How do you find the roots, real and imaginary, of #y=2x^2 + 13x + 6+4(x -1)^2 # using the quadratic formula?

Question

How do you find the roots, real and imaginary, of #y=2x^2 + 13x + 6+4(x -1)^2        # using the quadratic formula?

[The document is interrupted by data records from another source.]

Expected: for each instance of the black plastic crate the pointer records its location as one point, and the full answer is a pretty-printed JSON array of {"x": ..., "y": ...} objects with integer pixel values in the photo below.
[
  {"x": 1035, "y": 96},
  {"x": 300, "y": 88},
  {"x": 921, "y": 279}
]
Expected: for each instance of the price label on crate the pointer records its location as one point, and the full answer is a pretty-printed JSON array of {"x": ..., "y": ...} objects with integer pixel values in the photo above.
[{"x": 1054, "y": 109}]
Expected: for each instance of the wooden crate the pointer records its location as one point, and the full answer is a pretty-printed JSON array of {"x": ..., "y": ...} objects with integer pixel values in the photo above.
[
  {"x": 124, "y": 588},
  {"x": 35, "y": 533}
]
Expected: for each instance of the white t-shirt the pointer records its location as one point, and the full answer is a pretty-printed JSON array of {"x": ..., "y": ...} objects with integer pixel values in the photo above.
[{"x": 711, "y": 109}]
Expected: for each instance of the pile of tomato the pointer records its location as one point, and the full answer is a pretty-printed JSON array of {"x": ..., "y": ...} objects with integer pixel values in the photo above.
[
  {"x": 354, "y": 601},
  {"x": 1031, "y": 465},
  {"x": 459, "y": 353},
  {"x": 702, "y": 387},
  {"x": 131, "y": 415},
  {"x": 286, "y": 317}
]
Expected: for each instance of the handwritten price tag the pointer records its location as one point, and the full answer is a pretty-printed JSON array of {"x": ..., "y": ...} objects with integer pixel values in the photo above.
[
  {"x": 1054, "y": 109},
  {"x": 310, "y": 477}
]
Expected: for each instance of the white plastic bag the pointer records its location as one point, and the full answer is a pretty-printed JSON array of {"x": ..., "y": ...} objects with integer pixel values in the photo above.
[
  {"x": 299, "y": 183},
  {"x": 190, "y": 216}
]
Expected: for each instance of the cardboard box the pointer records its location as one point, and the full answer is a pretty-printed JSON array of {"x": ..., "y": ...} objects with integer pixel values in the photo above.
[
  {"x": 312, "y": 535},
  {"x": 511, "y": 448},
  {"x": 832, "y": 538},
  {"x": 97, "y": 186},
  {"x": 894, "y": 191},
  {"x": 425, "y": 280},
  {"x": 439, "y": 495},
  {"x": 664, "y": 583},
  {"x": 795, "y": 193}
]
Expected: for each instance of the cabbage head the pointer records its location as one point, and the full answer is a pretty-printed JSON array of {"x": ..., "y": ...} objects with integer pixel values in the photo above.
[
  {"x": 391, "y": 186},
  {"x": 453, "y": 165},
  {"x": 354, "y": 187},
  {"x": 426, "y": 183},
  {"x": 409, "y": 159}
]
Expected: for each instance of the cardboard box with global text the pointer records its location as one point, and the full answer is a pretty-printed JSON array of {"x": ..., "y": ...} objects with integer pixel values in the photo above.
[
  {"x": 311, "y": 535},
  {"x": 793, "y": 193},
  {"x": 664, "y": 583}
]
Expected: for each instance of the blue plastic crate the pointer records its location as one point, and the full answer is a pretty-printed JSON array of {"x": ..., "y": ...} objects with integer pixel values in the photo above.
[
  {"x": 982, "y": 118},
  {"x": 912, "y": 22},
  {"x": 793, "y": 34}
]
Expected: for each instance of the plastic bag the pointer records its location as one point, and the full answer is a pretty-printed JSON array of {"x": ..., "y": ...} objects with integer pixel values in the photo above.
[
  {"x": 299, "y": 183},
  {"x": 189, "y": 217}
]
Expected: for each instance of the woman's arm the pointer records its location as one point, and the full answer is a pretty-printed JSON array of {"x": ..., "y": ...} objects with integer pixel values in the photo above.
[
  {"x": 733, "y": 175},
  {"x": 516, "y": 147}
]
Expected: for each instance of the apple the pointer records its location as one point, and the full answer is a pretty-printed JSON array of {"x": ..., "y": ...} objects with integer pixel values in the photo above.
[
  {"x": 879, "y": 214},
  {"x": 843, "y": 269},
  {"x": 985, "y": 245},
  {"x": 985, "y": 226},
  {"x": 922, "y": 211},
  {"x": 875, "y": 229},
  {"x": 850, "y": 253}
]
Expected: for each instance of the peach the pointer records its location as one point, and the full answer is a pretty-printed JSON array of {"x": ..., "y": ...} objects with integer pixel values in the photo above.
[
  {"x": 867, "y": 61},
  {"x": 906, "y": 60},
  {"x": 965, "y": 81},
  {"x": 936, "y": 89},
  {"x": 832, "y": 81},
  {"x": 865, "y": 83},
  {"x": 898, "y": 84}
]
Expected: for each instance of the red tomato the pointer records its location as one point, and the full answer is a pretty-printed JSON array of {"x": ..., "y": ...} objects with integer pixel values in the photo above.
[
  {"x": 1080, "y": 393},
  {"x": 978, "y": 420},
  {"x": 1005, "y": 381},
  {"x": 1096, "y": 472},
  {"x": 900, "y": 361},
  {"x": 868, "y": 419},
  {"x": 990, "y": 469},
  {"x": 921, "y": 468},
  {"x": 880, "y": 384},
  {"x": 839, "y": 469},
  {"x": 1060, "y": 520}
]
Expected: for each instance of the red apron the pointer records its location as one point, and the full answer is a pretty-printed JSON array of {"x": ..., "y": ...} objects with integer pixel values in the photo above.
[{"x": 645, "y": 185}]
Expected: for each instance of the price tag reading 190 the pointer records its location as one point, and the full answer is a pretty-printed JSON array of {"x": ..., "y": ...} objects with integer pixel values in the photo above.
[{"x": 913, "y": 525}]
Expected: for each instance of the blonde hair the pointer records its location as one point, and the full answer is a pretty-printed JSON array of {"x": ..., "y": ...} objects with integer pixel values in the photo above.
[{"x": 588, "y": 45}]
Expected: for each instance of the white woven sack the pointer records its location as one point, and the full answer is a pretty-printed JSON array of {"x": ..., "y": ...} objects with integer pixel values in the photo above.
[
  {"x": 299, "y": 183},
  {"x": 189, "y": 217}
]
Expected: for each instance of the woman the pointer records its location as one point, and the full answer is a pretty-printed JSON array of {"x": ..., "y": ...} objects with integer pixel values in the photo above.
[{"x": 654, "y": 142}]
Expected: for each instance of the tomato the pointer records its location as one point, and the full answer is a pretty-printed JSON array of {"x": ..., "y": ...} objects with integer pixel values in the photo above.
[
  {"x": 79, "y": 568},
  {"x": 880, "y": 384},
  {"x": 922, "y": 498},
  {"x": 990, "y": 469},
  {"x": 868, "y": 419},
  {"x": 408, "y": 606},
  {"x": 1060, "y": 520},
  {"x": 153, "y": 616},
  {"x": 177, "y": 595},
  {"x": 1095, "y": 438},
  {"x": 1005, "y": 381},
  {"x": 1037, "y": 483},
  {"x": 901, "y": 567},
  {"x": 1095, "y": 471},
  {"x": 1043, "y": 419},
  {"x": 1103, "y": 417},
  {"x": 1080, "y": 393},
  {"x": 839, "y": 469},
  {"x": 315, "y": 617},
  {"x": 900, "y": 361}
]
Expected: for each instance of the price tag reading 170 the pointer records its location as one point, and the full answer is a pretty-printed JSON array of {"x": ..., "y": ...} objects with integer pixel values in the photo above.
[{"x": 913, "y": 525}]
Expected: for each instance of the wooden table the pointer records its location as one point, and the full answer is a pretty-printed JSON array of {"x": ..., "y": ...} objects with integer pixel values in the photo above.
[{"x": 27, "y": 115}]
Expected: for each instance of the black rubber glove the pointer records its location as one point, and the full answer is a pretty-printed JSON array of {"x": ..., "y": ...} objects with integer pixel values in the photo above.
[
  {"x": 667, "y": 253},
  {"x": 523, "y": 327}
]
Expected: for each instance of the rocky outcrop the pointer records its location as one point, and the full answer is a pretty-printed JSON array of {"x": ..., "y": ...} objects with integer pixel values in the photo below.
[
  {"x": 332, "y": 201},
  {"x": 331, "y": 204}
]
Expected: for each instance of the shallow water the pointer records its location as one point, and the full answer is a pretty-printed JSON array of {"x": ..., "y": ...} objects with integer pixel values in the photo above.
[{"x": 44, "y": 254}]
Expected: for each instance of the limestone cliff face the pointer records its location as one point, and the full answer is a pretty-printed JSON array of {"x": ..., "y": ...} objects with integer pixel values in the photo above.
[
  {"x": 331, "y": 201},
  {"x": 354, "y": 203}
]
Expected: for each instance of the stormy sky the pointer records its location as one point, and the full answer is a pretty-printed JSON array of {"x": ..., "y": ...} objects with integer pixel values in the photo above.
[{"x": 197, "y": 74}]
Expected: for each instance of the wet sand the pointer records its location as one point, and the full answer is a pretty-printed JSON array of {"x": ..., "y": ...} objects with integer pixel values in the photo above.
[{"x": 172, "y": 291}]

Avery Alexander · Accepted Answer

#x = (-5 + sqrt(-215))/12# or #x = (-5 - sqrt(-215))/12# First expand and simplify to ensure just one term for each power of x. #y = 2x^2 +13x +6 +4(x^2 -2x + 1)# #y = 2x^2 +13x + 6 + 4x^2 -8x +4# #y=6x^2 +5x +10# Then use #x = (-b +- sqrt(b^2 - 4ac))/(2a)# #x = (-5 +- sqrt( 5^2 - 4*6*10))/(2*6)# #x = (-5 +-sqrt(25 - 240))/12# #x = (-5 +- sqrt(-215))/12# There are only imaginary roots to this equation, meaning that in graphical terms the graph never intersects the x axis.

Jameson Allen · Answer

undefined To find the roots of the given equation, first, rewrite it in standard form: $y = 2x^2 + 13x + 6 + 4(x - 1)^2$

Expand the squared term: $y = 2x^2 + 13x + 6 + 4(x^2 - 2x + 1)$

Simplify: $y = 2x^2 + 13x + 6 + 4x^2 - 8x + 4$

Combine like terms: $y = 6x^2 + 5x + 10$

Now, the equation is in the form $ax^2 + bx + c$. To find the roots using the quadratic formula $x = \frac{-b \pm \sqrt{b^2 - 4ac}}{2a}$, where $a = 6$, $b = 5$, and $c = 10$:

Substitute the values: $x = \frac{-5 \pm \sqrt{5^2 - 4*6*10}}{2*6}$

Calculate the discriminant: $5^2 - 4*6*10 = 25 - 240 = -215$

Since the discriminant is negative, the roots are complex.

Calculate the roots: $x = \frac{-5 \pm \sqrt{-215}}{12}$

Simplify: $x = \frac{-5 \pm i\sqrt{215}}{12}$

So, the roots are: $x = \frac{-5 + i\sqrt{215}}{12}$ and $x = \frac{-5 - i\sqrt{215}}{12}$.